George Orwell şöyle yazmıştı: "Geçmişi kontrol eden, geleceği de kontrol eder." Bir sonraki felaket geldiğinde, başıboş polisin güvenliği getirmeyeceği dersini almış olacak mıyız? Eğitim Bakanı Arne Duncan, Katrina Kasırgası'nı "New Orleans'ta eğitim sisteminin başına gelen en iyi şey" olarak nitelendirdi. Treme, zor durumdaki ve yetersiz fonlanan okulları göstererek bu anlatıya karşı çıkıyor. New Orleans toplu konutlarının karma gelirli projelere dönüştürülmesi ana akım medyada bir başka zafer olarak tasvir ediliyor. Treme, evsiz kalan eski sakinlerin maliyetini gösteriyor ve yıkımları engellemeye çalışan bazı protestoları dramatize ediyor.

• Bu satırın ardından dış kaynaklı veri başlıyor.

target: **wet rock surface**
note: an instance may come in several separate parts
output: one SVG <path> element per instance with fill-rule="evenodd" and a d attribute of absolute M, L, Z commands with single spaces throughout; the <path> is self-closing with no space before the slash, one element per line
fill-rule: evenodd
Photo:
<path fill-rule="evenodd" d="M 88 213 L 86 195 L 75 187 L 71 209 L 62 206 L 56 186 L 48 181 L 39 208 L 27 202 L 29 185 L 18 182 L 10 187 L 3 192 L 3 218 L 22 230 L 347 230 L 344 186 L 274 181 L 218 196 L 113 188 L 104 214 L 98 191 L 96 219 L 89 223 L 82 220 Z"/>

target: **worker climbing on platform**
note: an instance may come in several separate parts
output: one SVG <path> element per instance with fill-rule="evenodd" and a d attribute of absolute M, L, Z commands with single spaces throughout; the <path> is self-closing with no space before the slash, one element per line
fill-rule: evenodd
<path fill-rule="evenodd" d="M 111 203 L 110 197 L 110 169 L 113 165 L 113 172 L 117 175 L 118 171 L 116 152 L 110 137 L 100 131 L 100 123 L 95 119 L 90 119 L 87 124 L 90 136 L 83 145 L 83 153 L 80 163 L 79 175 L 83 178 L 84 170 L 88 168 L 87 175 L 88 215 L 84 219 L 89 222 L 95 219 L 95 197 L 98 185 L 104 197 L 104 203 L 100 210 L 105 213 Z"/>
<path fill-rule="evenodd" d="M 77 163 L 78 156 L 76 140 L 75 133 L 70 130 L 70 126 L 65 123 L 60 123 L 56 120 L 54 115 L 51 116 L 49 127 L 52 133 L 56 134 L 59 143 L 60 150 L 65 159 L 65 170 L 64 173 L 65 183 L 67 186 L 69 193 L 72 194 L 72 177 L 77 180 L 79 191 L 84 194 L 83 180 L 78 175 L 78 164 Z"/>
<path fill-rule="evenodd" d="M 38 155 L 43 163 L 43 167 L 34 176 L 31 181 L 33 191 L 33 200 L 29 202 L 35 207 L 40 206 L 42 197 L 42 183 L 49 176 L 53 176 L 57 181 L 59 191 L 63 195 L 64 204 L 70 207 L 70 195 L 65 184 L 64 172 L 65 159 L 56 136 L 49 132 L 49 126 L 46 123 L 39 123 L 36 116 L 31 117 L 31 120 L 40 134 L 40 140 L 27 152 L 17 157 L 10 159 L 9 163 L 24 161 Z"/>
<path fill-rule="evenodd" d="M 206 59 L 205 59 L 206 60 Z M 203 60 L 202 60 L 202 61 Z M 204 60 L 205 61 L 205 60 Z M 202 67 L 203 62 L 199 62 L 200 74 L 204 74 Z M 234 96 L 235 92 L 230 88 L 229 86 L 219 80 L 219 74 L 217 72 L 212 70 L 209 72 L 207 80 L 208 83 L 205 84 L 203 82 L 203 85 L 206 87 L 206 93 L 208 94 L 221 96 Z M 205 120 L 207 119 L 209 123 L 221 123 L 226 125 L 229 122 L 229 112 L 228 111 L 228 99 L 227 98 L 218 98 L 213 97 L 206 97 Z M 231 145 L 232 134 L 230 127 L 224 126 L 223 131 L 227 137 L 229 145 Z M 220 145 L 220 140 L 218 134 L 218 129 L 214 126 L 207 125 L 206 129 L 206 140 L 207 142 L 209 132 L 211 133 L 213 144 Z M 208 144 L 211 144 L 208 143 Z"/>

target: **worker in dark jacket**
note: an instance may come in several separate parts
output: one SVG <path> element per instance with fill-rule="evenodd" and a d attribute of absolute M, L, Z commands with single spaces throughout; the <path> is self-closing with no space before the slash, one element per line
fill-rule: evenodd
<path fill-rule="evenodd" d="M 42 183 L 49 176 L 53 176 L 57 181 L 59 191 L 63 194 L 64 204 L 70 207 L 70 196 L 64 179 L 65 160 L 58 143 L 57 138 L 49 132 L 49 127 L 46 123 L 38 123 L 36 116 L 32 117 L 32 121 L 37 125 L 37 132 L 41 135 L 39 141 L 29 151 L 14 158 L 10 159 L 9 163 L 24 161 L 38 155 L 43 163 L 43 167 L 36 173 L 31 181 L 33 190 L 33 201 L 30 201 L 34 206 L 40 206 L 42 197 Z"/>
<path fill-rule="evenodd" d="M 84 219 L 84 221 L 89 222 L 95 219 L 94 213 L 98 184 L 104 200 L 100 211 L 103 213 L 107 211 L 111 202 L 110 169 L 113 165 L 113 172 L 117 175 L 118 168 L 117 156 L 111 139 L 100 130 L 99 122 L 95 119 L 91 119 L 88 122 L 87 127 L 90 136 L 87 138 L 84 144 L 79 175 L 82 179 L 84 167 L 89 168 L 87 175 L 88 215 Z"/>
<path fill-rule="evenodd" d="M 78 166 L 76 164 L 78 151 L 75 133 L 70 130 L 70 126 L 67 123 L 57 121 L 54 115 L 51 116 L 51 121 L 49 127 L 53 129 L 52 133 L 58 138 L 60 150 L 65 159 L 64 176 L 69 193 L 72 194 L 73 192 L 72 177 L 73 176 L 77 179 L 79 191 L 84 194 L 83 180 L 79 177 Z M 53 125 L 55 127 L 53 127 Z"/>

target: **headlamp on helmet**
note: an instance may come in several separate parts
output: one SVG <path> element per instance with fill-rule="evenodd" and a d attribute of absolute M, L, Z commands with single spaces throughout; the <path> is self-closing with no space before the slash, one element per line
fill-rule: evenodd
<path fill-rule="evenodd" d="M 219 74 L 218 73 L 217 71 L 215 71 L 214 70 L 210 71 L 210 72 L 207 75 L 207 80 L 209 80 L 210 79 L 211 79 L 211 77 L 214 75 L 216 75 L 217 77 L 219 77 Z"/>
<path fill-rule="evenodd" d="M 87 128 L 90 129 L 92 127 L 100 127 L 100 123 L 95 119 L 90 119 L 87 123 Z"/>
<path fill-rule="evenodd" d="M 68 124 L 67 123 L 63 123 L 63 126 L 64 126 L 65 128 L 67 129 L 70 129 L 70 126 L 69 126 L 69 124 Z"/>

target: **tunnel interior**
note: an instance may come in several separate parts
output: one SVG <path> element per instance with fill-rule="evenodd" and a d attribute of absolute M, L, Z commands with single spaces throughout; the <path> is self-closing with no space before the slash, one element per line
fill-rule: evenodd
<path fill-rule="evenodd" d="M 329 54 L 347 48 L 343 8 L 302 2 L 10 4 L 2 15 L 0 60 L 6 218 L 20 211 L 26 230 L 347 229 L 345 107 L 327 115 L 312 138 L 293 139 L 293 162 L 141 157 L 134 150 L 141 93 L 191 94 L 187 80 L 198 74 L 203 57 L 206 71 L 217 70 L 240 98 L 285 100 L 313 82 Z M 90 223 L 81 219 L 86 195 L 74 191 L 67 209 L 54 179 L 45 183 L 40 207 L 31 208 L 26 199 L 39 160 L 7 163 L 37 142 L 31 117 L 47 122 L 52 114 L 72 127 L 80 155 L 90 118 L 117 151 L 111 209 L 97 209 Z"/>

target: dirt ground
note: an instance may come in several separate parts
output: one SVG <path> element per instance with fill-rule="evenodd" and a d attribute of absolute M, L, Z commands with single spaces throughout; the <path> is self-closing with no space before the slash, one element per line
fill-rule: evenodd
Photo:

The Wire'ın modern bir klasik olarak itibarının artması için sona ermesinden birkaç yıl sonraya kadar zaman geçti. Her ne kadar Treme'nin aynı beğeniyi kazanacağına inanmasam da, sonunda televizyonu gerçekte olmadığı bir yere götüren başarılı bir hikaye anlatma deneyi olarak görüleceğini düşünüyorum. Daha da önemlisi, insanların tarihin bu dönemine bakış açısını şekillendirmeye yardımcı olacağına inanıyorum. Fırtına ve set arızasının 9. yıl dönümüne yaklaştığımız şu günlerde, fırtına birçok insanın hafızasından silindi ve yavaş yavaş tarih derslerine ekleniyor. Treme, dünyadaki başka hiçbir yere benzemeyen güzel bir şehrin hayatta kalması için mücadele eden müzisyenlerin, aktivistlerin, Mardi Gras Kızılderililerinin, restoran çalışanlarının, avukatların ve gazetecilerin öyküsünü anlatıyor ve bu, tarihin iyi bir ilk taslağı.
Jordan Flaherty, New Orleans merkezli bir gazeteci ve Floodlines: Topluluk ve Katrina'dan Jena Altılısına Direniş kitabının yazarıdır. Treme'nin üçüncü sezonunda ona bir göz atabilirsiniz.
ZNetwork yalnızca okuyucularının cömertliğiyle finanse edilmektedir.